長時間に及んだ模擬戦を終えてパーシヴァルから降りると、ルキアーノは執務室に戻った。
整頓された机上を一瞥して奥の部屋へと進み、更にその隣にある浴室のドアを開けた。
鏡に映る自分を見て、ふっと肩の力を抜き、白いグローヴを嵌めた手の甲で、うっすらと汗ばんだ首筋を拭った。
無休で半日以上も騎乗した所為で、身体の節々に疲労の蓄積を色濃く感じた。
感覚の鈍った指先を噛んでグローヴを剥ぎ、黄金色の蛇口を捻ると、バスタブから柔らかな湯煙が立ち込めた。
パイロット・スーツのジッパーを鳩尾辺りまで下げた処で、ルキアーノは迫り来る足音に気付き、ゆっくりと振り向いた。
ノックもせず、大胆にもバスルームの扉をガチャリと開け、ジノは屈託の無い笑顔で、おかえり。と言った。
「ねぇルキアーノ、今日が何の日だか知ってる?」
此方の都合など御構い無しなのは何時もの事で、悪戯げに瞬く瞳に嘆息した。
ジノは室内に踏む込み、さて。と首を傾げるルキアーノの為に蛇口を閉じて、淡い香りのオイルを注いだ。

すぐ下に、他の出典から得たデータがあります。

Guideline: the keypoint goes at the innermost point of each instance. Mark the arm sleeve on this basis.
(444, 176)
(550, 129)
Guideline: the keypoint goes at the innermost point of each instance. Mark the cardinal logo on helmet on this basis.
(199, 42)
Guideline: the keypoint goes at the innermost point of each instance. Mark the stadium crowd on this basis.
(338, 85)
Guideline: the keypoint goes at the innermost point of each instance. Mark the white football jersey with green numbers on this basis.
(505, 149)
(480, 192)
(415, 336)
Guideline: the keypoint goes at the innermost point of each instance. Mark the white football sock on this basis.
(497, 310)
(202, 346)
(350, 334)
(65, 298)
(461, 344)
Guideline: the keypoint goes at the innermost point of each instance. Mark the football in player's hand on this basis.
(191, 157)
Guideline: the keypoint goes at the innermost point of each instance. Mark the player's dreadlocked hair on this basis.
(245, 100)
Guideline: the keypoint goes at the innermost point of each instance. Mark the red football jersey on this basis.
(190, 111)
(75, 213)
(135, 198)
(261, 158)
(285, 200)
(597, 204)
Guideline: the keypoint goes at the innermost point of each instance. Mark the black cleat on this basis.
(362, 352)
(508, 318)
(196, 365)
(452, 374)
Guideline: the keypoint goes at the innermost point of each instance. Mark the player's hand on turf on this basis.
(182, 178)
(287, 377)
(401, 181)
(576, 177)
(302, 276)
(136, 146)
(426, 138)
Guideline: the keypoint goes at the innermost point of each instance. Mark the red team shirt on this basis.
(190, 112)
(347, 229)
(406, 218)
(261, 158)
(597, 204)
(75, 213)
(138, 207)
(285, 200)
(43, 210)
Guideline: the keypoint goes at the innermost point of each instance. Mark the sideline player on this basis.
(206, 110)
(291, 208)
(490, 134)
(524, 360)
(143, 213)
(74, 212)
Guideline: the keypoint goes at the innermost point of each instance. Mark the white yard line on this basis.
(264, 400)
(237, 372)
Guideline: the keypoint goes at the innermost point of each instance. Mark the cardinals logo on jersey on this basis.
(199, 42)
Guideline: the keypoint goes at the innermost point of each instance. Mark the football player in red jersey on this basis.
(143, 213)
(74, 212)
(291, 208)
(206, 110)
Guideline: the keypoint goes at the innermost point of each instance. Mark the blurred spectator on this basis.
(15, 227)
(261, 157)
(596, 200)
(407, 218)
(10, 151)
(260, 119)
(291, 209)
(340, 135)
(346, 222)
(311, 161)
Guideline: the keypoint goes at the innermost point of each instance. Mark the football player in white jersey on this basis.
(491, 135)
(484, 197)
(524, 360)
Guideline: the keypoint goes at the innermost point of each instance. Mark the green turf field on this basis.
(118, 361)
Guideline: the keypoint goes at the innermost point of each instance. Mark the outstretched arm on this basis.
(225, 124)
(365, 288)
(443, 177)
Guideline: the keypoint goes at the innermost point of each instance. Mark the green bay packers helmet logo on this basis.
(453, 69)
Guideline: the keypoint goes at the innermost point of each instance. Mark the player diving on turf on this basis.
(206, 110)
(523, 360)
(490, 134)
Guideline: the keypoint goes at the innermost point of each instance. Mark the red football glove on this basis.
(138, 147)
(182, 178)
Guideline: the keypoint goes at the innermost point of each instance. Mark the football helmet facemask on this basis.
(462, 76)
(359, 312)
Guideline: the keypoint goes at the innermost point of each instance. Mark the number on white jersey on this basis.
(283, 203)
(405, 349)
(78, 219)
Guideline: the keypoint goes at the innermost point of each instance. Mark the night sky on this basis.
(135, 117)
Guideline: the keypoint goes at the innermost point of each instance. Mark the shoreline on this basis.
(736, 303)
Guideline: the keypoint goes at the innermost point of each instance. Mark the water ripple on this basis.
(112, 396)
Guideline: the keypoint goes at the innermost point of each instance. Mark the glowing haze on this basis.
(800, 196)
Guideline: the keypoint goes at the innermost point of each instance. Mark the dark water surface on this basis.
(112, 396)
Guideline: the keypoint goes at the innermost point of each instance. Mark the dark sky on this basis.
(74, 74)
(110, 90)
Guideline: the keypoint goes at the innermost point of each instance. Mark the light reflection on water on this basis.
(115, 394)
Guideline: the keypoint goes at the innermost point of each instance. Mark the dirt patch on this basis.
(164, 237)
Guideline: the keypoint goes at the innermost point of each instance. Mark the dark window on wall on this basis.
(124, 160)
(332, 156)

誕生日は明日に違いない筈だ…と腕組みをしようとして、室内を駆けて来る騒々しい音が耳に届いた。
「ルキアーノ様、今日11月26日は『いい風呂の日』です!」
「いつもと少し趣向を変えてみましょう!私達が素敵な時間を演出してみせます!!」
ふわりと漂う花の匂いも消散する勢いでドアが開き、またしても浴室に無断で入って来た第二、第三の訪問者に、今度は僅かに眉宇を寄せた。
部下が自分を敬愛しているのは確かだが、どうにも異性という肝要な前提が抜けている気がして、ルキアーノは軽く眩暈を覚えた。
そんな事は全く意に介さず、二人は嬉々としてドライフラワーの花びらを浴槽に浮かべ、色とりどりのキャンドルを灯し、温かな珈琲と甘い焼き菓子を用意し
た。
リーライナとマリーカは出来栄えに満足すると、にっこりと愛らしい笑みを浮かべて上司を振り返った。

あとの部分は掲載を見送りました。